What is the difference between DNS tunneling and DNS beaconing?

DNS tunneling is a technique where attackers encapsulate data (e.g., exfiltrated files or C2 commands) within DNS queries and responses, often using long, high-entropy subdomains and TXT records. DNS beaconing (C2) is a periodic check-in where malware sends regular DNS queries to a domain to receive commands, typically with short, low-entropy names and standard record types like A. The key difference is the purpose: tunneling for data transfer, beaconing for command/control. Detection focuses on entropy, subdomain length, and query regularity.

How can I detect DNS amplification attacks in my logs?

Look for DNS responses that are significantly larger than the corresponding queries. A normal query is about 40-60 bytes, while a response can be up to 4096 bytes with EDNS0. If the response-to-query size ratio exceeds 10:1, it may be an amplification attack. Additionally, you may see many responses to a single victim IP from multiple open resolvers. To mitigate, ensure your DNS servers are not open resolvers (disable recursion on external interfaces) and implement response rate limiting (RRL).

What is a DNS sinkhole and how does it work?

A DNS sinkhole is a DNS server that returns a false IP address (often 127.0.0.1 or a benign IP) for malicious domains, preventing clients from reaching the actual malicious server. It works by configuring the resolver to redirect queries to known malicious domains to a sinkhole server. For example, you can add entries to a local zone file: 'malware.com A 127.0.0.1'. This is effective for blocking C2 traffic and malware downloads. On the CS0-003 exam, sinkholing is a recommended response for malicious domains.

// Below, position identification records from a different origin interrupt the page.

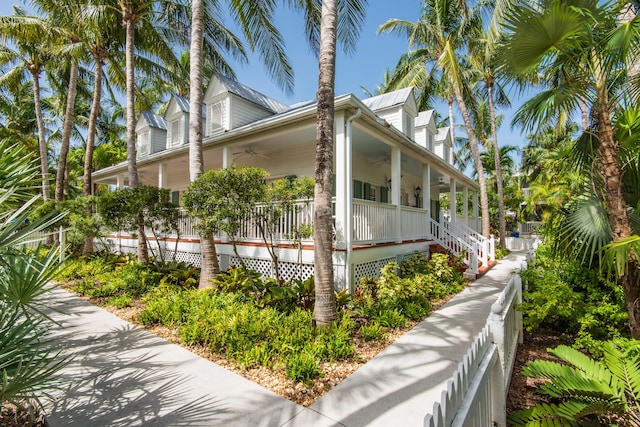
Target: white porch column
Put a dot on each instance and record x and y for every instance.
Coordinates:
(426, 197)
(426, 188)
(162, 175)
(465, 205)
(452, 200)
(343, 186)
(344, 189)
(227, 157)
(396, 186)
(475, 210)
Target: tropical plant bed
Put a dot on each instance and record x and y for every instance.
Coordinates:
(275, 380)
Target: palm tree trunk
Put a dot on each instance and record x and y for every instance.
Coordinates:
(130, 93)
(88, 154)
(451, 123)
(66, 131)
(617, 208)
(325, 306)
(210, 266)
(473, 143)
(496, 158)
(128, 20)
(42, 143)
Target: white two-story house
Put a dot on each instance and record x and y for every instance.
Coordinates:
(391, 164)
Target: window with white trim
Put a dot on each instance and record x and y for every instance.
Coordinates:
(215, 117)
(176, 132)
(143, 144)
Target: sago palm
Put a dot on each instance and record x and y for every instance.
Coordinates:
(586, 50)
(585, 391)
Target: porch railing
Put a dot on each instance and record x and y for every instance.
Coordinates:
(485, 247)
(373, 222)
(413, 223)
(453, 242)
(530, 227)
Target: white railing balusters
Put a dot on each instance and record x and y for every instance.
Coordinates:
(476, 394)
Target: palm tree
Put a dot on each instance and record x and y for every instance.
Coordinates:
(483, 61)
(587, 49)
(146, 19)
(212, 39)
(30, 37)
(443, 29)
(325, 307)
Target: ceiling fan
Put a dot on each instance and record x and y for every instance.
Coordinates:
(249, 151)
(385, 159)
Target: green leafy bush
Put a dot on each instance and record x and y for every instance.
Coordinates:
(566, 296)
(585, 391)
(120, 301)
(303, 367)
(371, 332)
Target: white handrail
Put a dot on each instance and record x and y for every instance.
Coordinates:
(458, 246)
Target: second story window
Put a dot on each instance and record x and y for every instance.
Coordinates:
(143, 144)
(215, 117)
(176, 132)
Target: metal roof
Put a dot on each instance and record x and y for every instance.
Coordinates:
(251, 95)
(183, 103)
(424, 117)
(443, 134)
(154, 120)
(387, 100)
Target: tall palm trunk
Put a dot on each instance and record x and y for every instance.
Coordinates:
(473, 143)
(128, 21)
(87, 185)
(66, 131)
(210, 266)
(496, 159)
(42, 142)
(325, 306)
(617, 207)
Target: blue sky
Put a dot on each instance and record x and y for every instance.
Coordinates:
(365, 68)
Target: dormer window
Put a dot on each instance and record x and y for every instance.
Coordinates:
(143, 144)
(215, 117)
(176, 132)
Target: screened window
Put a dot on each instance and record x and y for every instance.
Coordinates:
(176, 132)
(143, 144)
(215, 118)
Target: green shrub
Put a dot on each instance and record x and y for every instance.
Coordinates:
(585, 391)
(302, 367)
(415, 264)
(120, 301)
(371, 332)
(566, 296)
(389, 317)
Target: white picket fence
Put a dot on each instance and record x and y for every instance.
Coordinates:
(476, 393)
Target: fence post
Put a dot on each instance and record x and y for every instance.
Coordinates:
(517, 282)
(62, 239)
(492, 248)
(498, 401)
(496, 327)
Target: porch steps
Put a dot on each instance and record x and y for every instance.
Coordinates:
(482, 270)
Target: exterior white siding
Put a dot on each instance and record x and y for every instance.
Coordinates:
(244, 112)
(392, 116)
(158, 139)
(422, 137)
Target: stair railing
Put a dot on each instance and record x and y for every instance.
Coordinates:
(468, 248)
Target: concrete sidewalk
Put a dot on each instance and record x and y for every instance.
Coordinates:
(122, 375)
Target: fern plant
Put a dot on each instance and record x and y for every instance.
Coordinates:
(585, 391)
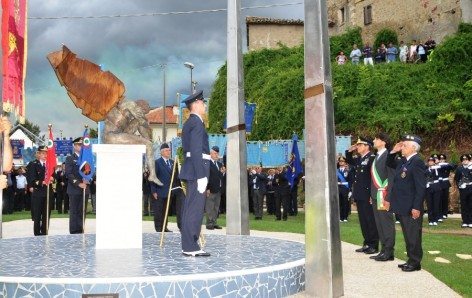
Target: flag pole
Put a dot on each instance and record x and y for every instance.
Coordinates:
(47, 190)
(168, 202)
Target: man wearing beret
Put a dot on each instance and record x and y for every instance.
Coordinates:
(215, 183)
(195, 171)
(362, 164)
(35, 174)
(164, 166)
(407, 195)
(76, 186)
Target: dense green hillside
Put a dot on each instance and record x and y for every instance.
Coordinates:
(433, 100)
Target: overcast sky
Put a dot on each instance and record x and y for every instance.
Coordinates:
(127, 47)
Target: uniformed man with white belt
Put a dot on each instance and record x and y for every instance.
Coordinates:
(195, 171)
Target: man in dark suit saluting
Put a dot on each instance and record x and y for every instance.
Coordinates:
(195, 171)
(35, 175)
(407, 195)
(382, 177)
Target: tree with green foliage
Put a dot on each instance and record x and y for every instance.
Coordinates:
(433, 99)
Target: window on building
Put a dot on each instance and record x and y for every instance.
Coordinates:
(368, 15)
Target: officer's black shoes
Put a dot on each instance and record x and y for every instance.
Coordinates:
(376, 256)
(362, 249)
(198, 253)
(371, 251)
(402, 265)
(411, 268)
(385, 258)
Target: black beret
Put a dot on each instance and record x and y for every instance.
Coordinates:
(198, 95)
(413, 138)
(365, 141)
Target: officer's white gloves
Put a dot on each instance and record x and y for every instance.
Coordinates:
(201, 184)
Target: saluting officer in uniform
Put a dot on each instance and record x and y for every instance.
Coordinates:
(75, 189)
(407, 195)
(463, 179)
(361, 192)
(35, 175)
(195, 171)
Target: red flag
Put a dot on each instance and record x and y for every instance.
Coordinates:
(14, 55)
(50, 159)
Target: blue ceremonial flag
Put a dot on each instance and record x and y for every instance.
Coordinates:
(86, 165)
(295, 163)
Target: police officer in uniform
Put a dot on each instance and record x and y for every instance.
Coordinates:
(407, 196)
(75, 189)
(444, 171)
(35, 175)
(195, 171)
(433, 192)
(362, 164)
(463, 179)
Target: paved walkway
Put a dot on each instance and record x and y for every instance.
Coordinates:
(362, 277)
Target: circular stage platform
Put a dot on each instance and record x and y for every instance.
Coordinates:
(69, 266)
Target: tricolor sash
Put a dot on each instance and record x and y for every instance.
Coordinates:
(380, 185)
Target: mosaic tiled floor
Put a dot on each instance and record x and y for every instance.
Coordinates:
(69, 265)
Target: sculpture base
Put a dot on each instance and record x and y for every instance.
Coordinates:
(69, 266)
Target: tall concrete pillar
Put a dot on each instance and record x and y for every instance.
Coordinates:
(323, 275)
(237, 205)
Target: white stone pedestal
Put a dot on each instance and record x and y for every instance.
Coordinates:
(119, 196)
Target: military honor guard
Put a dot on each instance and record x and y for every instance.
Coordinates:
(195, 171)
(382, 180)
(35, 175)
(463, 179)
(76, 186)
(345, 178)
(164, 166)
(362, 164)
(433, 192)
(407, 196)
(444, 171)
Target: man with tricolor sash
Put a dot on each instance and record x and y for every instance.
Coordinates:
(381, 183)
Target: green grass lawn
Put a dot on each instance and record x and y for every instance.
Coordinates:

Why is it important to monitor NXDOMAIN responses?

NXDOMAIN responses indicate that a queried domain does not exist. A sudden increase in NXDOMAINs from a single host often indicates Domain Generation Algorithm (DGA) malware, which generates many random domain names hoping to find its C2 server. Monitoring NXDOMAIN rates helps detect infections early. However, you must baseline normal NXDOMAIN rates (e.g., due to user typos) to avoid false positives. A threshold of >20% NXDOMAIN of total queries from a source is commonly used.

What are the signs of DNS cache poisoning?

DNS cache poisoning occurs when a resolver caches a forged DNS response. Signs include: multiple different IP addresses for the same domain from the same resolver, unexpected IPs for known domains, or users being redirected to malicious sites. Detection involves comparing resolved IPs against known good values (e.g., from a trusted resolver). Prevention includes using DNSSEC and ensuring resolvers use random source ports and transaction IDs.

How does DNSSEC help with DNS security?

DNSSEC adds digital signatures to DNS records, allowing resolvers to verify that responses are authentic and have not been modified in transit. It prevents cache poisoning and man-in-the-middle attacks. However, DNSSEC does not encrypt queries, so it does not prevent eavesdropping or DNS tunneling. For privacy, use DNS over TLS (DoT) or DNS over HTTPS (DoH). On the exam, know that DNSSEC provides integrity and authentication, not confidentiality.

What tools can I use to analyze DNS traffic?

Common tools include: tcpdump and Wireshark for packet capture; tshark for command-line analysis; dnstop for real-time statistics; dnscap for full packet capture; Zeek (Bro) for log generation; and SIEM platforms (e.g., Splunk, ELK) for correlation. For passive DNS, tools like PassiveDNS or DNSDB can help. The exam expects you to know how to use tcpdump and tshark to filter DNS traffic (e.g., 'tcpdump port 53').